This notebook will cover the usage of RegexMatcher.

**📖 Learning Objectives:**

1. Understand how to match exact phrases by using regex patterns.

2. Become comfortable using the different parameters of the annotator.

**🔗 Helpful Links:**

For extended examples of usage, see the [Spark NLP Workshop Repository](https://github.com/JohnSnowLabs/spark-nlp-workshop/blob/master/tutorials/Certification_Trainings/Healthcare/40.Rule_Based_Entity_Matchers.ipynb)

- Python Docs : [RegexMatcherInternal](https://nlp.johnsnowlabs.com/licensed/api/python/reference/autosummary/sparknlp_jsl/annotator/regex/regex_matcher/index.html)

- Scala Docs : [RegexMatcherInternal](https://nlp.johnsnowlabs.com/licensed/api/com/johnsnowlabs/nlp/annotators/regex/RegexMatcherInternal.html)

Reference Documentation: [RegexMatcherInternal](https://nlp.johnsnowlabs.com/docs/en/licensed_annotators#regexmatcherinternal)

## **📜 Background**

The **`RegexMatcherInternal`** class implements an internal annotator approach to match a set of regular expressions with a provided entity. This approach is utilized for associating specific patterns within text data with predetermined entities, such as dates, mentioned within the text.

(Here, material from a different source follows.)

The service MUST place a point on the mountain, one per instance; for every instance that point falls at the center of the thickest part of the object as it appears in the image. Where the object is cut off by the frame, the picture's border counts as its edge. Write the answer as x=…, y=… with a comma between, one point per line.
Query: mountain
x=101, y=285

The class allows users to define rules using regular expressions paired with entities, offering flexibility in customization. These rules can either be directly set using the `setRules` method, with a specified delimiter, or loaded from an external file using the `setExternalRules` method.

Additionally, users can specify parameters such as the matching strategy (`MATCH_FIRST`, `MATCH_ALL`, or `MATCH_COMPLETE`) to control how matches are handled. The output annotation type is `CHUNK`, with input annotation types supporting `DOCUMENT`. This class provides a versatile tool for implementing entity recognition based on user-defined patterns within text data.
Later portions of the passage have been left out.